1. The Hardcore Self Help Podcast with Duff the Psych: “Dealing with a Toxic Mother”
Wow! In just a few short minutes, Robert Duff explores some great ways to deal with a mother who is toxic. While he acknowledges the difficulty in growing up under these circumstances, he also states that it doesn’t always have to be this way. Once adults, we have the abilities to set boundaries, take care of ourselves, and love our parents from a distance if need be. While it sucks to have to cut people off, it can be absolutely necessary for our own mental health.
2. Mind Love: “Toxic Parents and Relationships with Dr. Sherrie Campbell”
Host Melissa Monte gives a brilliant interview of Dr. Sherrie Campbell who is not only an expert on toxic relationships, but grew up in a household with toxic parents. As Dr. Campbell shares her own story, you will be able to identify with the pain she experienced growing up. There is the emphasis that, while adults can walk away from toxicity in any form, children don’t generally have that choice. And even after one has walked away, there are still lasting effects that govern our future relationships which may leave us partnering with toxic individuals. The good news is that, though the road is difficult, you can learn to recognize what toxic behavior is and set necessary boundaries.
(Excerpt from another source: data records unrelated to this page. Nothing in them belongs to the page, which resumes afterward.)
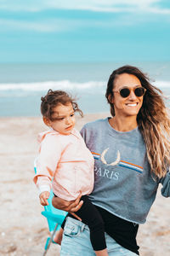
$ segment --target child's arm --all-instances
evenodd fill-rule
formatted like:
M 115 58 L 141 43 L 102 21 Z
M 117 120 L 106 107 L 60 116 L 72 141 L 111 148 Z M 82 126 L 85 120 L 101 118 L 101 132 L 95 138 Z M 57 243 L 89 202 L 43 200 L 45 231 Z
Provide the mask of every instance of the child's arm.
M 51 182 L 56 172 L 61 153 L 58 136 L 48 135 L 42 142 L 37 160 L 37 173 L 33 179 L 40 195 L 42 192 L 50 192 Z M 43 203 L 47 201 L 43 201 Z

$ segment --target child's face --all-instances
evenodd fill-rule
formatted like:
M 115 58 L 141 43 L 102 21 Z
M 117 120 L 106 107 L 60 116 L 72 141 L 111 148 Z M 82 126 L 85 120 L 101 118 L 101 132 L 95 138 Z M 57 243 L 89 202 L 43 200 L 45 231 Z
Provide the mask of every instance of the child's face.
M 51 126 L 56 131 L 60 133 L 69 135 L 72 131 L 75 126 L 75 114 L 72 108 L 72 104 L 67 105 L 57 105 L 53 109 L 54 113 L 52 116 L 53 121 L 43 118 L 46 125 Z

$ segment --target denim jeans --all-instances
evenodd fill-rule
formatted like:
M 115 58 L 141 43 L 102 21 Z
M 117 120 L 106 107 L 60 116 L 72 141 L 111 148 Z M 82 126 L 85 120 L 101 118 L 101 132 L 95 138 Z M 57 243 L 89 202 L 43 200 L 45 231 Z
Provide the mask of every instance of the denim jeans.
M 133 256 L 136 253 L 122 247 L 105 233 L 109 256 Z M 89 238 L 89 229 L 83 223 L 68 217 L 61 243 L 60 256 L 95 256 Z

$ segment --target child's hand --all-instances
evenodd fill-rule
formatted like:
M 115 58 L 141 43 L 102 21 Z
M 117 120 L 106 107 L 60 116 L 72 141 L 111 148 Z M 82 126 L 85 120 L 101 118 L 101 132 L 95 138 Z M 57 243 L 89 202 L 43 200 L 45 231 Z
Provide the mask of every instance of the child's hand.
M 49 197 L 49 195 L 50 194 L 48 191 L 44 191 L 40 194 L 39 198 L 40 198 L 40 203 L 42 206 L 43 206 L 43 207 L 48 206 L 48 199 Z

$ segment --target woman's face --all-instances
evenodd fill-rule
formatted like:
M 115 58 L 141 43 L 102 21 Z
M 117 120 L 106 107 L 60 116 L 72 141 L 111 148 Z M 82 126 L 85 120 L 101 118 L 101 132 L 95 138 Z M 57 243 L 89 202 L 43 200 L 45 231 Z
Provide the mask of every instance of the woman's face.
M 141 87 L 140 80 L 134 75 L 122 73 L 117 76 L 114 81 L 113 98 L 116 116 L 137 116 L 143 103 L 144 96 L 136 96 L 133 90 Z M 120 90 L 128 87 L 130 94 L 128 97 L 120 95 Z

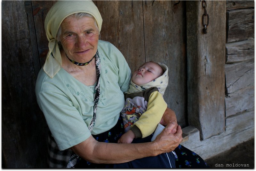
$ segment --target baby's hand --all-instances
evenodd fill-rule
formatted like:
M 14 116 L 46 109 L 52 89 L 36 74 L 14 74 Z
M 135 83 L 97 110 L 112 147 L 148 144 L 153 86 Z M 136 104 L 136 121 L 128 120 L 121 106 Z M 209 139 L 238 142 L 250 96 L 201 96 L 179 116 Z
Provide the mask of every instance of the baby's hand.
M 117 141 L 117 143 L 131 143 L 135 138 L 135 134 L 132 131 L 129 130 L 122 135 Z

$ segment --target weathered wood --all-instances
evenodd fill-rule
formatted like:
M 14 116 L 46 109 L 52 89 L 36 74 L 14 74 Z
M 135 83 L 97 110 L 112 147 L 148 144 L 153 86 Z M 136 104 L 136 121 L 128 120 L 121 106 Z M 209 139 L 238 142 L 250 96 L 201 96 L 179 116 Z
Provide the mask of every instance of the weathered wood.
M 226 63 L 244 61 L 254 58 L 254 39 L 226 44 Z
M 254 107 L 253 60 L 226 65 L 226 117 Z
M 169 69 L 164 98 L 179 124 L 187 125 L 185 1 L 143 1 L 146 61 L 163 62 Z
M 205 139 L 224 131 L 226 2 L 207 1 L 206 34 L 201 2 L 186 3 L 188 123 Z
M 226 117 L 254 109 L 254 86 L 247 87 L 229 94 L 225 98 Z
M 227 10 L 254 7 L 254 1 L 226 1 Z
M 251 60 L 225 65 L 227 93 L 254 85 L 254 61 Z
M 196 129 L 186 127 L 182 131 L 188 135 L 188 140 L 181 144 L 205 160 L 228 150 L 254 137 L 254 111 L 245 112 L 228 118 L 226 131 L 204 141 L 200 141 Z
M 9 168 L 47 165 L 46 122 L 36 98 L 38 67 L 26 8 L 24 1 L 2 2 L 2 157 Z
M 141 2 L 94 2 L 103 20 L 101 39 L 109 41 L 122 53 L 132 72 L 145 62 Z
M 227 18 L 227 42 L 254 38 L 254 9 L 229 11 Z

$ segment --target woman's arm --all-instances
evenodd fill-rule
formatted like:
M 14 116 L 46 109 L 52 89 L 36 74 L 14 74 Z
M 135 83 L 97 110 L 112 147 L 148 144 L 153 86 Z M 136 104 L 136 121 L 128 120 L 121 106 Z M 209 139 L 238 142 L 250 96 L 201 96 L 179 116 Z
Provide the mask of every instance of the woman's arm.
M 167 125 L 171 123 L 174 123 L 176 126 L 172 131 L 172 133 L 175 133 L 177 130 L 177 127 L 178 125 L 176 115 L 173 110 L 169 108 L 167 108 L 161 119 L 160 124 L 163 125 Z
M 179 126 L 176 133 L 171 133 L 175 124 L 168 124 L 152 142 L 116 144 L 99 142 L 92 136 L 71 147 L 75 153 L 87 161 L 96 163 L 120 163 L 146 157 L 156 156 L 173 151 L 182 140 Z

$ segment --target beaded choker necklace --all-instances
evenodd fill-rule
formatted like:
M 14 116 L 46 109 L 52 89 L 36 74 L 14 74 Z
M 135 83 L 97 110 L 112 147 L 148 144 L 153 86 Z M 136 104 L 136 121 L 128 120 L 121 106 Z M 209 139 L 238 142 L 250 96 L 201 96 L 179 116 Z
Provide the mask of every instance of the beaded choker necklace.
M 94 56 L 93 57 L 92 57 L 92 59 L 91 59 L 90 61 L 87 62 L 85 62 L 85 63 L 79 63 L 79 62 L 76 62 L 76 61 L 74 61 L 73 60 L 72 60 L 71 59 L 70 59 L 69 58 L 68 58 L 68 55 L 67 55 L 67 54 L 66 54 L 66 56 L 67 56 L 67 57 L 68 58 L 68 60 L 69 61 L 70 61 L 71 62 L 72 62 L 72 63 L 73 63 L 74 64 L 75 64 L 76 65 L 79 65 L 79 66 L 84 66 L 84 65 L 88 65 L 88 64 L 89 64 L 90 63 L 90 62 L 92 62 L 92 61 L 93 59 L 93 58 L 94 58 L 94 56 Z

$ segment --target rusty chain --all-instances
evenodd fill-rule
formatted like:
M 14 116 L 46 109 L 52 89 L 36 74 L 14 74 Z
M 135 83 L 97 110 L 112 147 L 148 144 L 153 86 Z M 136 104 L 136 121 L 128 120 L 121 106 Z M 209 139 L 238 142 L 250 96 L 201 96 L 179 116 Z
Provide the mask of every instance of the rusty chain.
M 202 17 L 202 23 L 203 26 L 204 27 L 204 28 L 203 29 L 203 31 L 204 33 L 206 34 L 207 33 L 207 26 L 208 26 L 208 25 L 209 24 L 209 15 L 207 13 L 207 11 L 206 11 L 207 4 L 206 4 L 206 1 L 202 1 L 202 6 L 204 10 L 204 13 L 203 14 Z M 205 24 L 205 23 L 204 22 L 205 18 L 206 18 L 207 19 L 207 22 L 206 24 Z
3. Navigating No Contact with Toxic Parents: “Giving Up the Fantasy that Your Toxic Parent Will Change”
Host Tracy Principi is working to foster a community of people who grew up with toxic parents. As you may be able to tell from the title of her podcast, she is extremely honest in her delivery. She lets her audience know that fantasizing about their toxic parents changing will lead to a “trauma loop” that only serves to keep replaying the hurt of the past. This ultimately creates an inability to move forward. A major step to healing is letting the fantasy go and focusing on self. As Principi says: “People don’t change on their own.” That goes for your parents and you!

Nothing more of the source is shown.